The authentic and full experience of God is one that goes beyond the fetters of the rational and is accordingly one that is grounded in the more basic and indeed immediate realm of affectivity


However, two questions pressingly emerge. The first is as regards language;  Hayy operated in a complete absence of any linguistic experience. Accordingly, the path of his thought was disburdened of all cumulatively hermeneutical sophistication, as is usually the case in any form of human society. In other words, the immediacy of his primordial experience of the worldly-given was not over burdened with the restraints of the pre-molded sets of concepts and definitions the human agent is bound to linguistically function within as it socially evolves. But is such linguistically void experience of the world an authentically immediate one or is it rather objectively reified?; as such man comports itself towards and associates with the world through its capacity to discourse. But how and within what experiential sphere is such discourse possible? It is possible through language. Yet what, if it is at all possible to interrogate language through a “what”, is that which we call language? Is it the totality of words, concepts and definitions visually illustrated in terms of script. If so would not this ultimately amount to the problem of the appropriation of meaning and the overloading of language that hay was spared as he evolved in complete isolation from any form of encounter with the human other? It certainly would. So what is that that we call the authentic form of language? That is the vocalized form, place of the occurrence of language, the voice. Being sequestrated deprived Hayy of the verbal experience of voice and utterance. Thus his immediate experience of language as the realm of the authentic manifestation of being was impinged on by the absence of voice, the actual opening in which language reaches its full concretion and wherein the ethical emerges in the summoning of the other, the opening that in its won right ontologically grounds for and makes possible the meaning of the communal (or ummah) in Islam. So if the authentic and full experience of God is one that goes beyond the fetters of the rational and is accordingly one that is grounded in the more basic and indeed immediate realm of affectivity; how could it possible to thus be in complete solitude?

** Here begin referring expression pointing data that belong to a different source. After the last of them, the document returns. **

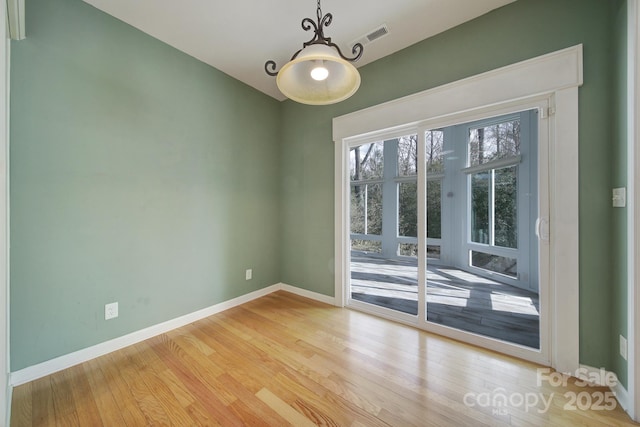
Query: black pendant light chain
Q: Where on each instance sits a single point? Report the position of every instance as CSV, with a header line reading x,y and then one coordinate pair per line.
x,y
318,38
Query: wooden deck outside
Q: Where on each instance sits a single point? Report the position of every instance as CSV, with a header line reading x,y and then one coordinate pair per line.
x,y
455,298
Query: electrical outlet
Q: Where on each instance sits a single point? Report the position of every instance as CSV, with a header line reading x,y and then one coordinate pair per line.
x,y
111,311
619,197
623,347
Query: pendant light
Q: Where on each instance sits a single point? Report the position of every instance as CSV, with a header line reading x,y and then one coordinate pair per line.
x,y
318,74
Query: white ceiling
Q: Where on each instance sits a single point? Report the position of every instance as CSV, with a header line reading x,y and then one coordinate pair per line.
x,y
239,36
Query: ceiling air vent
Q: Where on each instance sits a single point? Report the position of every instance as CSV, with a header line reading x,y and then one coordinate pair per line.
x,y
377,33
381,31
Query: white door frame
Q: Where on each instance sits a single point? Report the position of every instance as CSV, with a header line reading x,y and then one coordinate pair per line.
x,y
5,391
555,76
633,207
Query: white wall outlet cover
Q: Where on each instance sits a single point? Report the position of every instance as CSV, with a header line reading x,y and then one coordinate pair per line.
x,y
110,311
619,197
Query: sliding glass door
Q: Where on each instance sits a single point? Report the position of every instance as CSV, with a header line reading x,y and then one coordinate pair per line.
x,y
460,204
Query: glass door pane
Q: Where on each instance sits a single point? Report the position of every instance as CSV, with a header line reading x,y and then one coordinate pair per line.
x,y
484,280
384,201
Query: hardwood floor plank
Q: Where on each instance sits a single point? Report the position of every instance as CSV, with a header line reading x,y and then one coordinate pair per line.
x,y
115,368
287,360
283,409
21,406
43,408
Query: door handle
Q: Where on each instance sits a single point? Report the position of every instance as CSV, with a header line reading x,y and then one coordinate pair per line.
x,y
542,228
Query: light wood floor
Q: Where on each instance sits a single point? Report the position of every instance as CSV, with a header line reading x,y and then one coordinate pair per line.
x,y
285,360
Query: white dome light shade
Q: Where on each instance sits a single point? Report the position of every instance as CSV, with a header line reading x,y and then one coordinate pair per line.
x,y
296,82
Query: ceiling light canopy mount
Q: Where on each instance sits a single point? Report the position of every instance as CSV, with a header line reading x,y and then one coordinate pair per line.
x,y
319,73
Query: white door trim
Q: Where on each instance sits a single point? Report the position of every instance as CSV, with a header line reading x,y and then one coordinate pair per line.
x,y
633,208
5,388
554,76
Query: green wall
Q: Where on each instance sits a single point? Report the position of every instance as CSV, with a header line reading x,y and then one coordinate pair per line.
x,y
521,30
138,175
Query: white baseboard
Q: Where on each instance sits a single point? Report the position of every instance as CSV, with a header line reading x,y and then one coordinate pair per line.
x,y
68,360
63,362
598,376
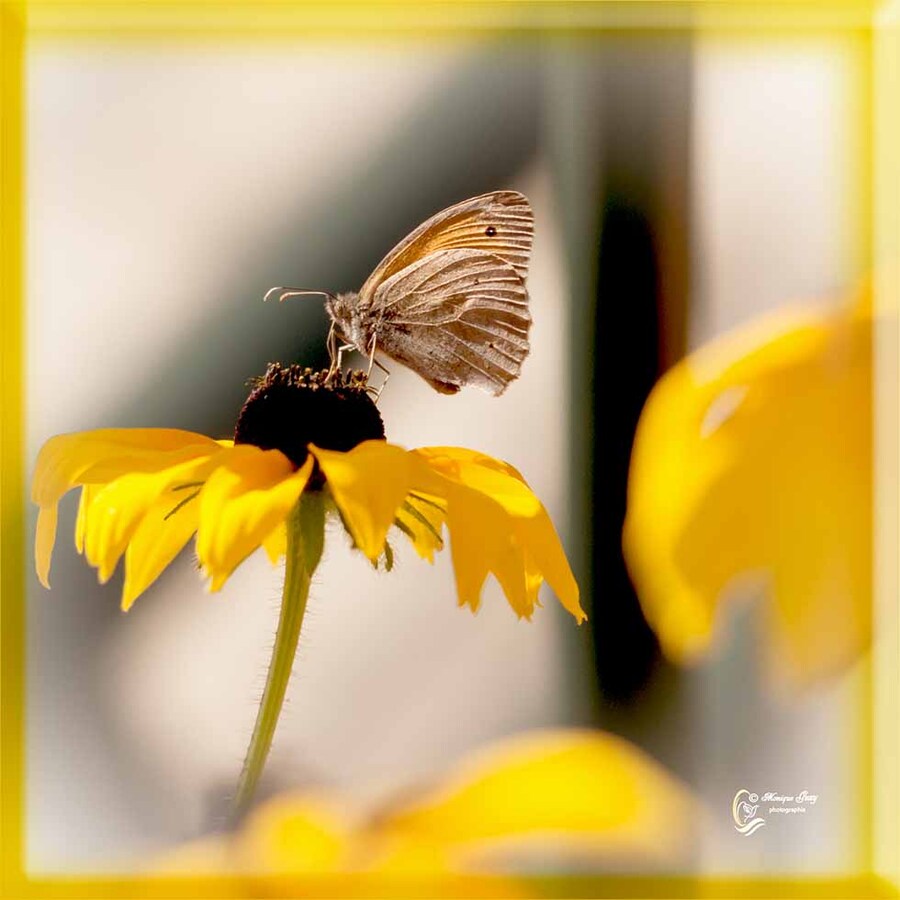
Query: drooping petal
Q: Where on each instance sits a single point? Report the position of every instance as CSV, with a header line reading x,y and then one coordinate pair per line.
x,y
106,453
530,536
116,509
482,541
422,519
567,790
543,548
96,457
485,475
84,501
165,528
275,543
240,505
753,459
369,484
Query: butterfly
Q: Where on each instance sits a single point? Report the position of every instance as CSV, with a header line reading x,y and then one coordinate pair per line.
x,y
449,301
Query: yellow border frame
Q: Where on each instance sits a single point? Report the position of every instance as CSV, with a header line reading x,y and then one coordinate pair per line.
x,y
219,21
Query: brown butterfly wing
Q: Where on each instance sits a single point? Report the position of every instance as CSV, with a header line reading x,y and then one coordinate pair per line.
x,y
500,223
456,317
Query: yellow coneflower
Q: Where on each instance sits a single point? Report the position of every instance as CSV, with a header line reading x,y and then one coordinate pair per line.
x,y
305,444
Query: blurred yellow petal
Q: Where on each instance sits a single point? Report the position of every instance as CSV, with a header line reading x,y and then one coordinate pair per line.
x,y
569,789
240,505
207,856
166,527
84,501
369,485
752,459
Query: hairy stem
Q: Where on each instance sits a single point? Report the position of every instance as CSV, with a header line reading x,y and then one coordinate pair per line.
x,y
305,533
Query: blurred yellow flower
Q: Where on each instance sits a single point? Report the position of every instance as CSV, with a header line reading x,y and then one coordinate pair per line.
x,y
752,464
530,803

In other words how is affectivity at all possible in the absence of the other and so the absence of language?

Further what is also quite paradoxical is the repudiation of the body that Hayy has reached and axiomatically maintained. If the essential animal needs are inescapable and if we need to continuously be in the presence of God, how can my body, the most immediate medium of affective experience be marginalized? The Platonic tendencies towards formal abstraction of Ibn Tufayl have obviously swayed him in this respect. In order to secure the rigor of the argument, the role of the body which is already emphasized in the Islamic creed and enactments should have been acknowledged. Otherwise, the problem of over-conceptualization that the logical interpretation of Islam would not even partially resolved.  


The originality of its ideas and their timeless relevance and importance will continue to intrigue speculative minds especially at moments of crisis like the one we are presently living


Notwithstanding any criticism, Hayy Ibn Yaqzan definitively stands as an exceptionally philosophically insightful piece of classical Arabic literature. The originality of its ideas and their timeless relevance and importance will continue to intrigue speculative minds especially at moments of crisis like the one we are presently living, moments at which the need for re-discovering what has already been discovered appears to be must to redeem, to the presence of thinking, what has long been consigned to oblivion.